The ECC decided that capacity payments will be disbursed to meet the debt servicing and taxation requirements for the period from June to end August 2020 and payments to WAPDA, nuclear power plants and partial settlement of import of power from Iran and NTDC transmission charges will be disbursed separately for operational requirements for public sector plants and entities, as WAPDA and nuclear power plants comprise more than 30% of the total planned generation in the next three months.
This disbursement criteria will be followed for funds released under Rs200 billion only, according to the finance ministry.

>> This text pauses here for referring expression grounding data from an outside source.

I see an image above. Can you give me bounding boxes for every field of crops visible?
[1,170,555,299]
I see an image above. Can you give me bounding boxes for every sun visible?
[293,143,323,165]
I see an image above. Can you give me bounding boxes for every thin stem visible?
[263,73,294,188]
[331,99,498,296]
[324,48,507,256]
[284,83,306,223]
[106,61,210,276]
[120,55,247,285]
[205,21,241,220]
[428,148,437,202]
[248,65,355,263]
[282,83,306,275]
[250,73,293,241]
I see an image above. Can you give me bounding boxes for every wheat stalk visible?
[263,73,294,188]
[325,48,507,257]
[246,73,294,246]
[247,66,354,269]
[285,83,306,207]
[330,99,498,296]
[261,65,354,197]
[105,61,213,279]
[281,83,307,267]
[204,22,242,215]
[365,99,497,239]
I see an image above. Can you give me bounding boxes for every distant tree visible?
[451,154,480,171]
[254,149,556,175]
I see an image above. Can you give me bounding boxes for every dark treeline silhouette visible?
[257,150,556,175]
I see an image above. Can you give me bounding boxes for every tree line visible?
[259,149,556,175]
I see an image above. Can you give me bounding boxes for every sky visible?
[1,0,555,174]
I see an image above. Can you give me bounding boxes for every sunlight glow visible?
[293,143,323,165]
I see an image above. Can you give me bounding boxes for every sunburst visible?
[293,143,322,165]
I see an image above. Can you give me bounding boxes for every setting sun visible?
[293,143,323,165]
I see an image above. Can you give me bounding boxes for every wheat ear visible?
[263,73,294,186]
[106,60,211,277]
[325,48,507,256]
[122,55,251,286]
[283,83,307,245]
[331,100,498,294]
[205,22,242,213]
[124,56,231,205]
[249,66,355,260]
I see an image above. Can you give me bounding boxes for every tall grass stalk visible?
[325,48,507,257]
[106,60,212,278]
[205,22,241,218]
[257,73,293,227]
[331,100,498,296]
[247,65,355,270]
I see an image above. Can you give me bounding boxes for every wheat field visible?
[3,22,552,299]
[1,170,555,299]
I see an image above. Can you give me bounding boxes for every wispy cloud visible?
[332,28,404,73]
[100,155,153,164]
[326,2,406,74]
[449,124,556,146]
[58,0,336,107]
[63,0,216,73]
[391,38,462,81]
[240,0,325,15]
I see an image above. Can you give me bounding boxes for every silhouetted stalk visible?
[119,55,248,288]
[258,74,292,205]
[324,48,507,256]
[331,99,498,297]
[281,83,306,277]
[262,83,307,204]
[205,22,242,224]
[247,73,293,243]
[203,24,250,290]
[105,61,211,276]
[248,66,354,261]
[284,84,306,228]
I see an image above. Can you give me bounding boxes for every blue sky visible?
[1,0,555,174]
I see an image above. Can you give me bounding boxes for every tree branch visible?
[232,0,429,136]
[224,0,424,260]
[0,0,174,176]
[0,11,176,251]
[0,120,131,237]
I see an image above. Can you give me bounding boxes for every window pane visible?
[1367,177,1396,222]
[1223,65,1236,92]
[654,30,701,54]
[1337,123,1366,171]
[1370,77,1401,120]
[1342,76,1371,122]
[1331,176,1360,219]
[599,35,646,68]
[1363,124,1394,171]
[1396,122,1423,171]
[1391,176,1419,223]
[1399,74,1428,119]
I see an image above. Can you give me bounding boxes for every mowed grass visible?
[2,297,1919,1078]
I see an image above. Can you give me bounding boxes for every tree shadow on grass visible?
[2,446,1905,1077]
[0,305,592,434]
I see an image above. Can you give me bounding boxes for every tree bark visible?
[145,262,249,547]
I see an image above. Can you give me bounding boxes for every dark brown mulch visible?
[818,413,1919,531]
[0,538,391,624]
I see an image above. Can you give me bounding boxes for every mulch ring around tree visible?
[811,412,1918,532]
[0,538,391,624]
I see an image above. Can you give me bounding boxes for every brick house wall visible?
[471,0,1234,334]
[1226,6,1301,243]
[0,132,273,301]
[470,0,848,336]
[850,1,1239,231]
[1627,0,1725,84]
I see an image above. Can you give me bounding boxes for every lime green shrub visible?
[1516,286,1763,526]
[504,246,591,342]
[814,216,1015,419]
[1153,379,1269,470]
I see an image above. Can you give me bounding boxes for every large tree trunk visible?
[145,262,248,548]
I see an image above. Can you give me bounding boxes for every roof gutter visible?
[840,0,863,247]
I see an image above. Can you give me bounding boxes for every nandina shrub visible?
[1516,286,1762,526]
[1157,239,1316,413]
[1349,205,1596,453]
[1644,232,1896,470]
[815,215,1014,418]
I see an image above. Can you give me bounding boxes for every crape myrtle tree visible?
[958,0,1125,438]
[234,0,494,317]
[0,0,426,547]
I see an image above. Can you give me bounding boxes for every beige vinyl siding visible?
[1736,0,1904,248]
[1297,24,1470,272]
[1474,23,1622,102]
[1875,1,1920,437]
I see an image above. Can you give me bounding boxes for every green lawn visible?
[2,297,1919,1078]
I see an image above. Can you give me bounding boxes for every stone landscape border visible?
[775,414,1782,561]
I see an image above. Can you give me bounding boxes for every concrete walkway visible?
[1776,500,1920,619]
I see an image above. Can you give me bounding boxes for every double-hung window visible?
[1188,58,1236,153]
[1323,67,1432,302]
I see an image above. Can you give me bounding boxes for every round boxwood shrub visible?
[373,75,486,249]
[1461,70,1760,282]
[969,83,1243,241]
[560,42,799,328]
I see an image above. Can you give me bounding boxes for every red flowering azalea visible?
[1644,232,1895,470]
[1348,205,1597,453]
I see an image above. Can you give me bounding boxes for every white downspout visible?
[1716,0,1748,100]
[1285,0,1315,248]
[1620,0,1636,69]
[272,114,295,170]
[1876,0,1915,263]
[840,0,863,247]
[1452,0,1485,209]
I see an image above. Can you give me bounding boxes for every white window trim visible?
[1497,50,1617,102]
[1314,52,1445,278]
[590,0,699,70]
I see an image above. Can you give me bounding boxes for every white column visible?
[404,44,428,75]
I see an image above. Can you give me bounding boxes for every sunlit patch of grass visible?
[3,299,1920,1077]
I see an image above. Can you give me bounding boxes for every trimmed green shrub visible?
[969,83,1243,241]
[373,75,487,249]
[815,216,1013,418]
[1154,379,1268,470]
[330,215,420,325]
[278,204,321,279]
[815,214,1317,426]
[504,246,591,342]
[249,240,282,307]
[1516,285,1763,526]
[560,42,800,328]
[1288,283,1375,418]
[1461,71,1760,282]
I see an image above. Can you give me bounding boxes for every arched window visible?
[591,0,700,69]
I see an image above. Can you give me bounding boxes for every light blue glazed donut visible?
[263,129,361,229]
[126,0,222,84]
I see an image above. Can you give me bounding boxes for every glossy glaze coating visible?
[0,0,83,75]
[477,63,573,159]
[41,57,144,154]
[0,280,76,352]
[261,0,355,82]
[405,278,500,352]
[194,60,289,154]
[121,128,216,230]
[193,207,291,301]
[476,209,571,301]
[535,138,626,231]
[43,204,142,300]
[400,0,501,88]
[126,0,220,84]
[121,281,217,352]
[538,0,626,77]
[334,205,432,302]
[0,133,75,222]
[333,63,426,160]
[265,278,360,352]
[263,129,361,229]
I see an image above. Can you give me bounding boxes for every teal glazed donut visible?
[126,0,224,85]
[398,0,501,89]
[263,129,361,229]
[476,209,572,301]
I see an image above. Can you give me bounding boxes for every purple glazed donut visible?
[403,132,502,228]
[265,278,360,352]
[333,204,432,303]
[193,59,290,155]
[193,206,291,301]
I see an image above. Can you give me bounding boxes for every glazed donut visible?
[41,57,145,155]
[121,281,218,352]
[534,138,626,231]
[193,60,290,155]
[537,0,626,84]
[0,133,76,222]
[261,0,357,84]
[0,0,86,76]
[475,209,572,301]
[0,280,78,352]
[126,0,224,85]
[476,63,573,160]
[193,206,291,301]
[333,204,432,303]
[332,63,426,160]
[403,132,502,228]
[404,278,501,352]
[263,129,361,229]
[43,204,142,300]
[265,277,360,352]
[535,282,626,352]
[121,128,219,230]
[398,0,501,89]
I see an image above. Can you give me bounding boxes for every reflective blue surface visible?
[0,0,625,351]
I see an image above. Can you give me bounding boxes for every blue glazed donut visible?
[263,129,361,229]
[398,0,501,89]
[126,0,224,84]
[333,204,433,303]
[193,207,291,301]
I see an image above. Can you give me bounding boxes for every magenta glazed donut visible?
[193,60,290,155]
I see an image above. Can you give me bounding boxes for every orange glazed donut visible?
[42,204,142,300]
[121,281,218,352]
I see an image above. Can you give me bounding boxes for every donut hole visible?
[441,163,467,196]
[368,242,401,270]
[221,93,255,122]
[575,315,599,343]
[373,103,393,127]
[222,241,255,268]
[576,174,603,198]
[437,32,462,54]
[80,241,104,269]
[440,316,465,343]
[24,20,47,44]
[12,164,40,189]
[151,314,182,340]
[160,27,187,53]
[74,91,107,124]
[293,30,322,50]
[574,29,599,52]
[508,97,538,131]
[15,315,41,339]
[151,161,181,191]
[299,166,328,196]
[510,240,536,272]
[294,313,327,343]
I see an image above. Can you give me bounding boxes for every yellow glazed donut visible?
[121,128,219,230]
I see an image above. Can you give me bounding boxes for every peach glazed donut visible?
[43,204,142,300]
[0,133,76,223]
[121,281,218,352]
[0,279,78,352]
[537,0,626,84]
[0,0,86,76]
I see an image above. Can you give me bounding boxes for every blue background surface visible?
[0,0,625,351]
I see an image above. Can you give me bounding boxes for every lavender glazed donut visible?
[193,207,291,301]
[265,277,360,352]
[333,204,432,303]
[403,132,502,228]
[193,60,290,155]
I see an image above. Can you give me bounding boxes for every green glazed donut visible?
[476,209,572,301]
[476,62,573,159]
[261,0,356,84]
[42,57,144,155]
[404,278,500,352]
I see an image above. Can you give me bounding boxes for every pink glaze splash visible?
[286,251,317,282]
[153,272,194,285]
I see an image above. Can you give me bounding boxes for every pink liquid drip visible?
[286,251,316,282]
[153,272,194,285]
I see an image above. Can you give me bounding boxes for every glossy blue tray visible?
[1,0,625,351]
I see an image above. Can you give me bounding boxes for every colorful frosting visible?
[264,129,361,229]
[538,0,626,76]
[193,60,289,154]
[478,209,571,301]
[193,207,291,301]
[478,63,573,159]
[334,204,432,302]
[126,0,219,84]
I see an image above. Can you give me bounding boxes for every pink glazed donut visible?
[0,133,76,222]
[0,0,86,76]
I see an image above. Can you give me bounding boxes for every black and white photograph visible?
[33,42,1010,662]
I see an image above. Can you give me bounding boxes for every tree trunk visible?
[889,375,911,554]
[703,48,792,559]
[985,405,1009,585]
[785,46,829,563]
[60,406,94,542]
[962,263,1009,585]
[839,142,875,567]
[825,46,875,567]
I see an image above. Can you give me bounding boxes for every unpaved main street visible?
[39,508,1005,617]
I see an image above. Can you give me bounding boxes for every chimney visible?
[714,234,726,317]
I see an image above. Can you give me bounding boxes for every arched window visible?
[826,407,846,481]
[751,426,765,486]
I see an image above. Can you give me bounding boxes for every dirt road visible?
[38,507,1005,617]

The Power Division had proposed to give Rs130 billion in energy purchase price payments and Rs70 billion in idle capacity payments.
The total circular debt has crossed Rs2 trillion and Rs1.2 trillion of the amount remains unsettled.
The ECC directed Ministry of Energy to submit a proposal in next two weeks setting up the general principles and exact formula of payments based on the principles for the future payments, said the Finance Ministry.
The ECC chairman also directed the Ministry of Energy to minimise discretion in the principle so that the funds may reach the maximum possible number of receivers and reduce the built up of liabilities towards the government.
It was also directed that as soon as the payments are made, the information should also be made public through the official website of the Ministry of Information for the general public.
The Power Division had proposed on Friday that Rs43.6 billion should be paid to three RLNG-fired power plants, IPPs, Kot Addu Power Company (KAPCO) and Generation-III companies.
Apart from that, Rs39.5 billion had been proposed to be paid on account of energy charges and Rs4.1 billion in idle capacity payments.
It proposed to give Rs9 billion to Pakistan State Oil through HUBCO and KAPCO.
An amount of Rs16 billion was proposed to be given to residual furnace oil (RFO)-based IPPs, including Rs3.1 billion in idle capacity payments.
The Power Division proposed that Rs22.5 billion should be given to gas-fired IPPs, including Rs3 billion in idle capacity payments.
An amount of Rs11 billion was proposed for coal-fired power plants and Rs25 billion for nuclear power plants.
The Power Division proposed Rs2.5 billion for WAPDA, hydel and Neelum-Jhelum projects including Rs903 million on account of idle capacity payments.
Roughly Rs6 billion was proposed for small hydel power plants and Rs15.5 billion for small wind, solar and bagasse-based power plants.
For four gas distribution and exploration companies, Rs2 billion was proposed and Rs1 billion for Tavanir – the Iranian company providing electricity to Gwadar. NTDC was also proposed to get Rs2 billion.